There is an oak tree and a duck pond, and it has been this way for as long as anyone can remember. There is one duck, the color of sun ripened wheat, which nests in the mud at the tree's roots, and this place is never disputed by any other birds, but defended by a family of cats and meerkats. This, the people know to be true.
There is always one duck.
There are two swans, one black, one white, which stop by the pond after a long flight. This, the people believe, for where else do the swans that glide so gracefully across the water come from?
But this also, the people believe. That if you were to venture to the field and the pond after dark, when the moon is up and the sun is down, there would no longer be a tree.
(And this has been passed down among the people, for who would dare to look.)
Instead of the tree, it is whispered, that after dark, there would be a man, writing by the waterside, with the duck at his side. A duck whose feather shine now white as the white swan, when the moonlight bathes her feathers, washing away the wheaten gold.

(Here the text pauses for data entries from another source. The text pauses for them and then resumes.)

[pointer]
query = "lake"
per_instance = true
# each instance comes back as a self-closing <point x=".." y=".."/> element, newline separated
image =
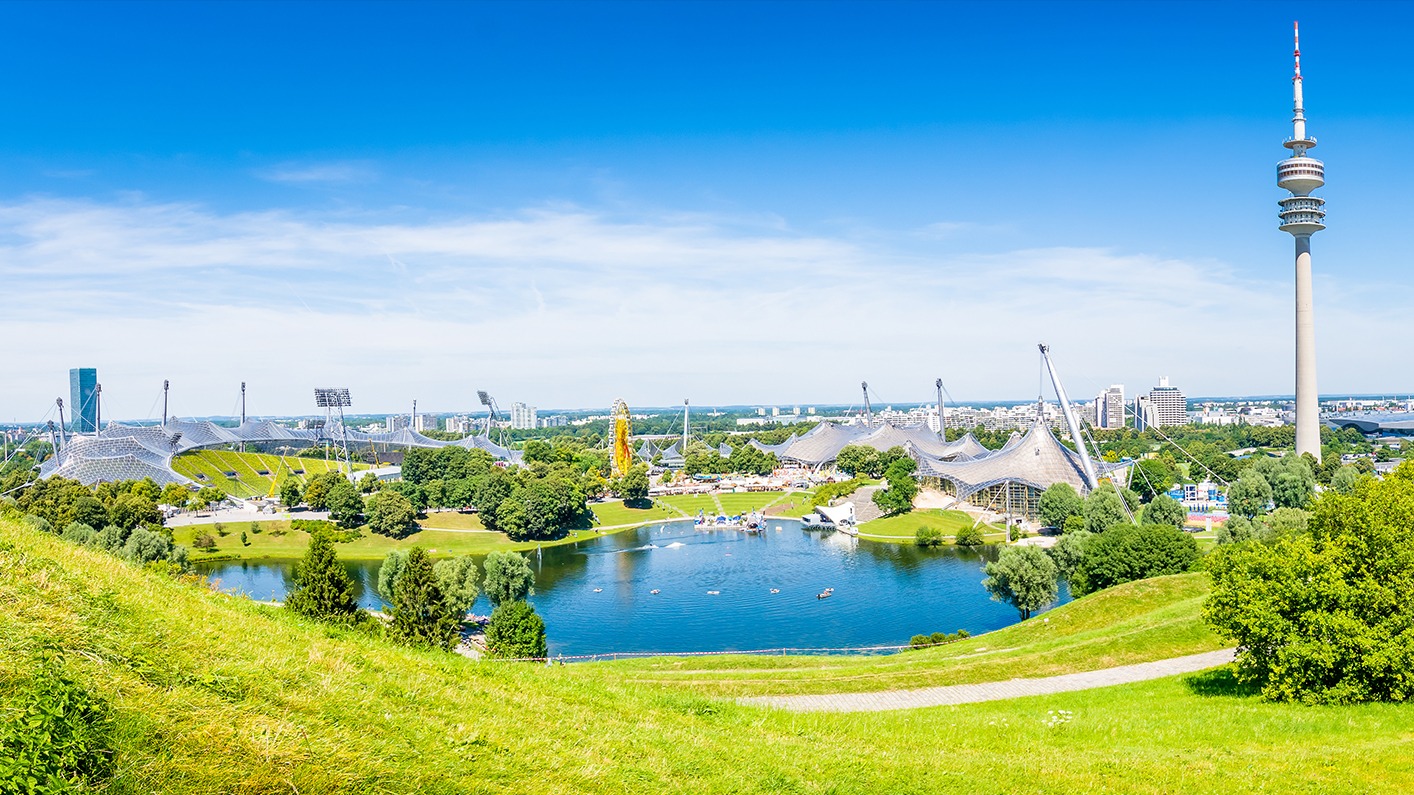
<point x="596" y="596"/>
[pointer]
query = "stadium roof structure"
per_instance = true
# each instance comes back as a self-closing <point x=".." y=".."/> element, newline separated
<point x="122" y="453"/>
<point x="1035" y="460"/>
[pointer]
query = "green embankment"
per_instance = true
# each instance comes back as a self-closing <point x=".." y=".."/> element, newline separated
<point x="904" y="528"/>
<point x="215" y="693"/>
<point x="209" y="467"/>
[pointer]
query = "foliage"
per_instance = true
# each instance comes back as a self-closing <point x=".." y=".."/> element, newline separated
<point x="928" y="536"/>
<point x="969" y="535"/>
<point x="1059" y="502"/>
<point x="1164" y="509"/>
<point x="1325" y="616"/>
<point x="1024" y="577"/>
<point x="515" y="631"/>
<point x="55" y="737"/>
<point x="902" y="488"/>
<point x="422" y="616"/>
<point x="323" y="587"/>
<point x="1249" y="495"/>
<point x="634" y="485"/>
<point x="390" y="514"/>
<point x="345" y="504"/>
<point x="1133" y="552"/>
<point x="1069" y="552"/>
<point x="509" y="577"/>
<point x="1103" y="509"/>
<point x="457" y="579"/>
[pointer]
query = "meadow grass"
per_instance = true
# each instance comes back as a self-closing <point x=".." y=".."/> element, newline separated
<point x="215" y="693"/>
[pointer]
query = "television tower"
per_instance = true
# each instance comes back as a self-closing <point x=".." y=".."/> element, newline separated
<point x="1301" y="217"/>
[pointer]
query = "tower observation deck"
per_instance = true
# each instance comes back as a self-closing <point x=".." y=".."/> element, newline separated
<point x="1303" y="215"/>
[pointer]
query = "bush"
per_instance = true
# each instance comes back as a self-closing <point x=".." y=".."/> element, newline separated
<point x="969" y="536"/>
<point x="54" y="737"/>
<point x="1324" y="616"/>
<point x="1133" y="552"/>
<point x="928" y="536"/>
<point x="515" y="631"/>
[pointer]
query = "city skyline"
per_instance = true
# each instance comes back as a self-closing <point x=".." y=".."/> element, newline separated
<point x="571" y="238"/>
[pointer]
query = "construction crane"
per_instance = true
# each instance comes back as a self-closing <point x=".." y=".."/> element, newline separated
<point x="495" y="415"/>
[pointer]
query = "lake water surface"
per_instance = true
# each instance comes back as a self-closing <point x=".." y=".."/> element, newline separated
<point x="596" y="596"/>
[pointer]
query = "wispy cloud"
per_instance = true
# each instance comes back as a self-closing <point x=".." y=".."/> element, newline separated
<point x="334" y="173"/>
<point x="574" y="306"/>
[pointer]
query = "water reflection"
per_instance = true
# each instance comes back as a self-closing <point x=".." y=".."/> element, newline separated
<point x="883" y="593"/>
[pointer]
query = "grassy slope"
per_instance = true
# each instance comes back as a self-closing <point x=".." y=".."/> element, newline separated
<point x="1134" y="623"/>
<point x="215" y="693"/>
<point x="904" y="526"/>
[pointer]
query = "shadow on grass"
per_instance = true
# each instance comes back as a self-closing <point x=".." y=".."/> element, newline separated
<point x="1219" y="682"/>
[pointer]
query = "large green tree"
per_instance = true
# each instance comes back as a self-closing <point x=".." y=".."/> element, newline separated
<point x="1325" y="616"/>
<point x="1023" y="576"/>
<point x="509" y="577"/>
<point x="323" y="587"/>
<point x="422" y="616"/>
<point x="1058" y="502"/>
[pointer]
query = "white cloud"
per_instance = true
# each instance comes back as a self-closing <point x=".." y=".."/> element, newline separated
<point x="571" y="307"/>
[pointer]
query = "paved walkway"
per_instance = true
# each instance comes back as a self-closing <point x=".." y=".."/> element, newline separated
<point x="994" y="691"/>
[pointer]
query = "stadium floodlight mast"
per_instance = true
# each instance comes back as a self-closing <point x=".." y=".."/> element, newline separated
<point x="330" y="399"/>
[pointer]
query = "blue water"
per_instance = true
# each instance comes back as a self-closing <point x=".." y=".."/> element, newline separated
<point x="883" y="593"/>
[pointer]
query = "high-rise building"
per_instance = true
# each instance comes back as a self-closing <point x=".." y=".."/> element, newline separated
<point x="1301" y="217"/>
<point x="84" y="399"/>
<point x="1109" y="406"/>
<point x="522" y="416"/>
<point x="1163" y="406"/>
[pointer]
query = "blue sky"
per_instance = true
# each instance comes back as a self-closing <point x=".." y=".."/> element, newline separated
<point x="733" y="202"/>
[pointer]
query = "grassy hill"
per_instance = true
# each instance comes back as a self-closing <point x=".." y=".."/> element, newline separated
<point x="215" y="693"/>
<point x="209" y="467"/>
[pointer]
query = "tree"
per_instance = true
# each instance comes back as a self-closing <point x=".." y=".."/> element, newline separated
<point x="1249" y="495"/>
<point x="1059" y="502"/>
<point x="1324" y="616"/>
<point x="390" y="514"/>
<point x="420" y="611"/>
<point x="1103" y="509"/>
<point x="509" y="577"/>
<point x="290" y="492"/>
<point x="323" y="589"/>
<point x="857" y="460"/>
<point x="516" y="633"/>
<point x="388" y="573"/>
<point x="1164" y="509"/>
<point x="1133" y="552"/>
<point x="928" y="536"/>
<point x="969" y="536"/>
<point x="1069" y="552"/>
<point x="457" y="579"/>
<point x="345" y="504"/>
<point x="634" y="485"/>
<point x="1024" y="577"/>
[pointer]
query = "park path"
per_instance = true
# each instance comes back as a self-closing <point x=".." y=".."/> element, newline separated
<point x="994" y="691"/>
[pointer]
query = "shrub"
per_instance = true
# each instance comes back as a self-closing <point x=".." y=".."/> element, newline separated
<point x="55" y="736"/>
<point x="515" y="631"/>
<point x="1133" y="552"/>
<point x="1324" y="616"/>
<point x="969" y="536"/>
<point x="1023" y="576"/>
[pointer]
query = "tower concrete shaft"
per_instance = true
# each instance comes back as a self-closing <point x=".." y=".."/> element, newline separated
<point x="1301" y="217"/>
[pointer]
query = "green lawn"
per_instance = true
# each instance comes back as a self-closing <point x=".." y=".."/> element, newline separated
<point x="215" y="693"/>
<point x="905" y="526"/>
<point x="246" y="466"/>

Or perhaps there would be no duck at all, but a young man and a woman, a woman made of starlight on water, and they dance atop the lake. This the people believe, and who would dare argue, for the wisest man in town has said so.

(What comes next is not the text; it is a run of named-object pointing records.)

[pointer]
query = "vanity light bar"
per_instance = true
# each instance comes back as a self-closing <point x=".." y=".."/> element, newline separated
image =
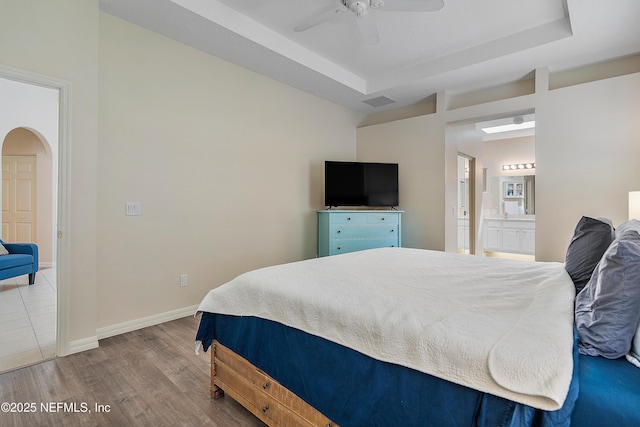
<point x="519" y="166"/>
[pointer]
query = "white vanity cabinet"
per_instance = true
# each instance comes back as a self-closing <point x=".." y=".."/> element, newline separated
<point x="510" y="235"/>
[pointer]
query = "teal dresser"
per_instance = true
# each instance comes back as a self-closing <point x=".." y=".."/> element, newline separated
<point x="342" y="231"/>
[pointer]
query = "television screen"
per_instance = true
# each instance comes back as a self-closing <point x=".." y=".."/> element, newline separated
<point x="360" y="184"/>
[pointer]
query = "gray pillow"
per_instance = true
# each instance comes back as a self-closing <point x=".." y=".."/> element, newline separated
<point x="632" y="224"/>
<point x="608" y="308"/>
<point x="591" y="238"/>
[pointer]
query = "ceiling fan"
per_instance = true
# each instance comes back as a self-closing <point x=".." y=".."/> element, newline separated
<point x="366" y="23"/>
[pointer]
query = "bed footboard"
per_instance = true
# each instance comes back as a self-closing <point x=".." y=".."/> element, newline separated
<point x="263" y="396"/>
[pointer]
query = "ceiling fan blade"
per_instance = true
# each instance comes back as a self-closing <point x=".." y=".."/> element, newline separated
<point x="368" y="29"/>
<point x="318" y="19"/>
<point x="412" y="5"/>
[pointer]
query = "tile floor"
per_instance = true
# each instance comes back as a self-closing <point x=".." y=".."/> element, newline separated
<point x="27" y="319"/>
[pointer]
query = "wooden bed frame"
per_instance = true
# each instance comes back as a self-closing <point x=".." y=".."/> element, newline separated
<point x="263" y="396"/>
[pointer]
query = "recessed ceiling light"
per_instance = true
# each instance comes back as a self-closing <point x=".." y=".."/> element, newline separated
<point x="509" y="127"/>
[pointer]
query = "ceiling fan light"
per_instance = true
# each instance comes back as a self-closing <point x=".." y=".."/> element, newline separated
<point x="358" y="7"/>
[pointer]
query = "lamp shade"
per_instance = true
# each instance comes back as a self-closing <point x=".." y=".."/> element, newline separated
<point x="634" y="204"/>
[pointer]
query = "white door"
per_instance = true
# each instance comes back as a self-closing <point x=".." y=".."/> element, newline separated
<point x="19" y="198"/>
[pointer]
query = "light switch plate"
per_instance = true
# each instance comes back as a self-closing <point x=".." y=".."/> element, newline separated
<point x="132" y="209"/>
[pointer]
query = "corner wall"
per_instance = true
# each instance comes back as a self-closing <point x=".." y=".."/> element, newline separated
<point x="227" y="166"/>
<point x="587" y="155"/>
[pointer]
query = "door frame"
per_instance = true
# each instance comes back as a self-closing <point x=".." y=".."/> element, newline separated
<point x="62" y="245"/>
<point x="470" y="201"/>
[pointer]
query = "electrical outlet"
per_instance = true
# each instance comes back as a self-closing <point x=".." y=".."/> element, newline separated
<point x="132" y="209"/>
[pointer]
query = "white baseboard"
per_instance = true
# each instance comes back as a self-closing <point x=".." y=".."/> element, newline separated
<point x="132" y="325"/>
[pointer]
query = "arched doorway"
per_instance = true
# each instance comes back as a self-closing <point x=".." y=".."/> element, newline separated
<point x="40" y="104"/>
<point x="29" y="215"/>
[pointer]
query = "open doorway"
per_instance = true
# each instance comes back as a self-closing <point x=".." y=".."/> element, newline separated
<point x="29" y="134"/>
<point x="466" y="204"/>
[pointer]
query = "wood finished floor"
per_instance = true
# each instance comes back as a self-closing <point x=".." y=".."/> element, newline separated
<point x="149" y="377"/>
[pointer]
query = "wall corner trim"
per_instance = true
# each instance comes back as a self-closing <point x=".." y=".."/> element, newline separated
<point x="132" y="325"/>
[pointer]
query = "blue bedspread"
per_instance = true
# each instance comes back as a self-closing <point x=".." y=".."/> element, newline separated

Or perhaps, if you were to tread that path to the waterside on a night when the swans are present, there would be four, now a man with hair like the feathers of the white swan, and a kind golden gaze that sees your heart, and loves you despite it all, and a woman with gown and hair like the night, whose ruby eyes cut like a sharp beak this far and no more. And this they believe, for why else would the tale endure, if it were false?
And if nobody dares, if not one person understands, has the courage to come and look— (well, that's their problem, isn't it?)
But the day that so-called progressive thinkers decide to cut down the tree, fill in the pond, and build anew atop that sacred place and older graveyard, the last living descendant of a writer of tragedies whispers of this plan to the tree, and feels almost as if he is being watched and judged, as the knot-that-looks-like-a-face seems to shift. (It is just a trick of the eye. It must be. He has long given up on anything else.)
And when the crew comes with their tools, there is no sign that there was ever a tree. An empty expanse of mud that was once a pond greets them, and the utter absence of the much-disputed tree cannot be argued.
It is simply not there.
(And on that same day, a young man with hair the deep dark green of leaves in the shade, of a mallard duck's head walks out the gates, hand in hand with a lovely young woman, as the swans fly overhead.)
For there are always other stories to end.